The US-led security order in the Middle East comes at a time that Prince Salman is preparing a social and cultural revolution in the Persian Gulf driven by Western-educated royal protégés and American management consulting groups. Moreover, it is said that the Saudi government has confiscated cash and other assets worth as much as $800 billion, which is equal to the foreign exchange reserves of Switzerland, in its extended crackdown on alleged corruption among the kingdom’s elite.

As for Saad Hariri's abrupt resignation from Saudi Arabia, it is closely related to Saudi fears that Hezbollah and Iran could build missile systems that threaten Saudi Arabia from Yemen. That is why the Saudi prince has been attempting to organise a collective Arab action against Iran. Saudi Arabia has called for an urgent meeting of Arab League foreign ministers in Cairo to discuss Iran’s hegemonic intervention in the region.

This call comes also after the launch of an Iranian-made ballistic missile at Riyadh from Houthi militia-held territory in Yemen on 4 November, and an explosion and fire at a Bahraini oil pipeline.

Consequently, the Bahraini Foreign Minister Sheikh Khalid bin Ahmed Al-Khalifa blamed Iran for the pipeline explosion. According to him, “The attempt to blow up the Saudi-Bahraini pipeline is a dangerous escalation on Iran’s part that aims to terrorize citizens and to harm the world oil industry.”

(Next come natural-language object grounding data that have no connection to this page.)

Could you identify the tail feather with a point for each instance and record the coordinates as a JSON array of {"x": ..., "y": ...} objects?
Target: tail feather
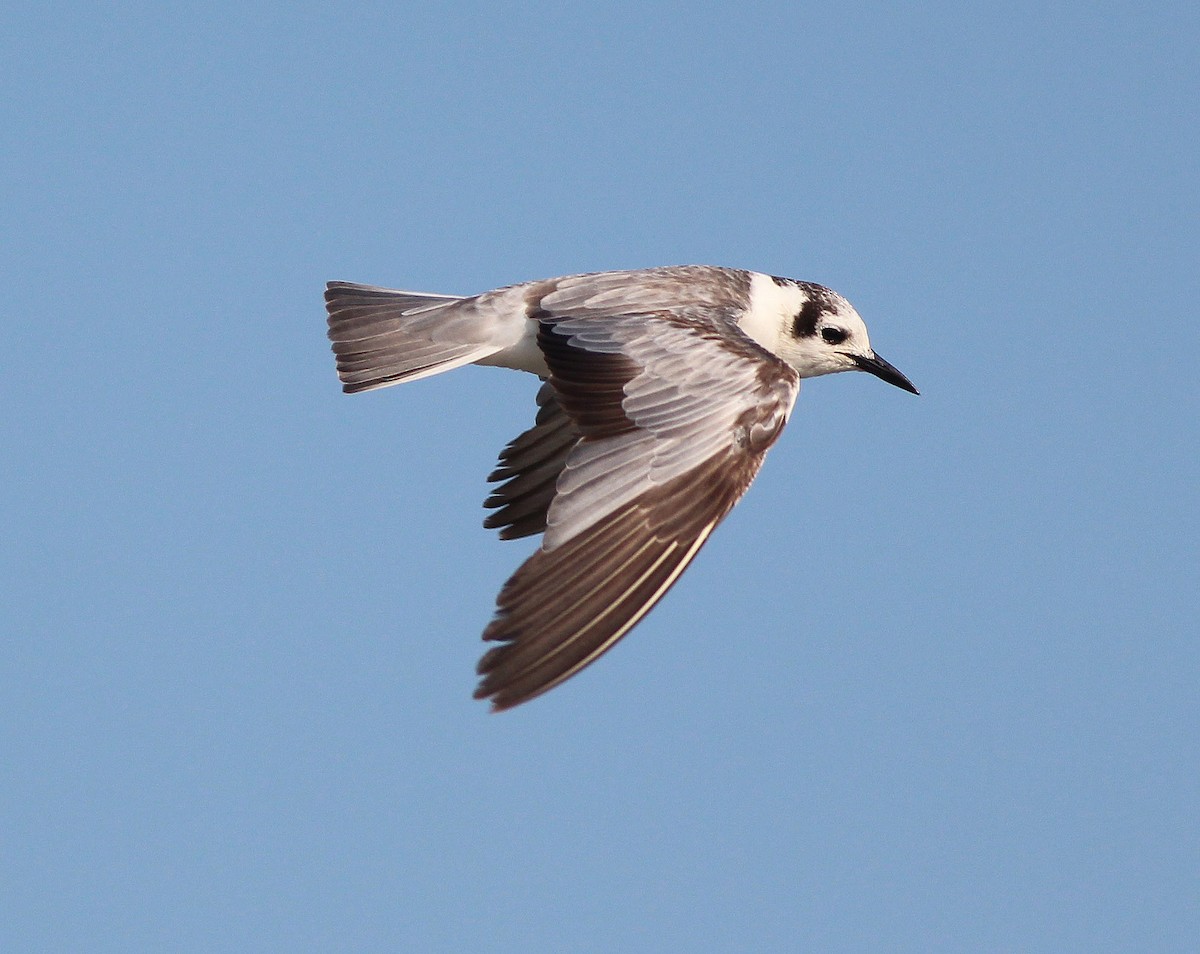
[{"x": 383, "y": 337}]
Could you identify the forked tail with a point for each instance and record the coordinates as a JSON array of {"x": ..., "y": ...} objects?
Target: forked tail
[{"x": 383, "y": 337}]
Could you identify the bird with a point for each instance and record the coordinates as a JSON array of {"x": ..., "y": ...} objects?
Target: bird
[{"x": 661, "y": 391}]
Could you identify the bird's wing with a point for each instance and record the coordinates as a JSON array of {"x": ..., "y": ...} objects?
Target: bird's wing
[
  {"x": 671, "y": 420},
  {"x": 529, "y": 468}
]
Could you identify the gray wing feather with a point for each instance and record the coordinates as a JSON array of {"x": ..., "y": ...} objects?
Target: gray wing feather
[{"x": 664, "y": 444}]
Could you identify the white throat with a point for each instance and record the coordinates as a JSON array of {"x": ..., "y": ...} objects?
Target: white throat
[{"x": 771, "y": 310}]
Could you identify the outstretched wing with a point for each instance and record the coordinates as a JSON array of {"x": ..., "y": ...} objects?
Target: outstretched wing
[{"x": 654, "y": 429}]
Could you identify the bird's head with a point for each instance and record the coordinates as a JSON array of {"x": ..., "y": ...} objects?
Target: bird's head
[{"x": 822, "y": 334}]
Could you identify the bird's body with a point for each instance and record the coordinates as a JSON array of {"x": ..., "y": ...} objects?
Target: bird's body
[{"x": 664, "y": 388}]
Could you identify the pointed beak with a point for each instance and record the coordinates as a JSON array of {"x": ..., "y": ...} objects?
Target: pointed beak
[{"x": 885, "y": 371}]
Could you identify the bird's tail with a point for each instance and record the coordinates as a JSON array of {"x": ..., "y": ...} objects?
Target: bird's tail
[{"x": 383, "y": 337}]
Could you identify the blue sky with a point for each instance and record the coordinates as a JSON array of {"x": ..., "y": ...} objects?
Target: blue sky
[{"x": 931, "y": 687}]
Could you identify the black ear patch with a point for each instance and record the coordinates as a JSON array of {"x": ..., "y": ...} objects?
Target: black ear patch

As a result, the Arab-Sunni and Iranian-Shiite confrontation is more intense than ever before. It seems as if the Saudis are attempting to kill two birds with one stone – that is – preparing for a geopolitical paradigm change in the Middle East and domestic policy reforms.

As for the Islamic Republic of Iran, the main aim is to consolidate a post-IS hegemony in the region by building bases in Syria and having the last word in Iraqi and Lebanese politics through the Hezbollah and its other proxies.

Let us not forget that the Israeli Prime Minister, Benjamin Netanyahu, recently warned the international public opinion that Iran wanted to establish itself militarily in Syria. Also recently, Israel raised concerns of Iran seeking to use Syrian ports for its submarines. When asked whether Israel would use military force to stop such developments, Netanyahu told the BBC: “You know, the more we're prepared to stop it, the less likely we'll have to resort to much greater things. There is a principle I very much adhere to, which is to nip bad things in the bud.”

It is a fact; Saudi-Iranian hostility is escalating into direct conflict throughout the region. If this occurs, Washington and Israel would undoubtedly support Riyadh. As for the Russians, they have been trying to maintain good relations with both Tehran and Riyadh despite their antagonism towards each other. In the same manner as Iran, Putin has been supporting Assad in the war against his opponents. At the same time, Russia, and Putin, is heavily dependent on Saudi oil exports in order to maintain internal stability.

Last but not least, only time will tell us whether the continuation of a sectarian agenda by Iran and Saudi Arabia will include further and direct military confrontation. One way or another, it looks like Saudis and Iranians are both following more than ever the dictum of Niccolo Machiavelli.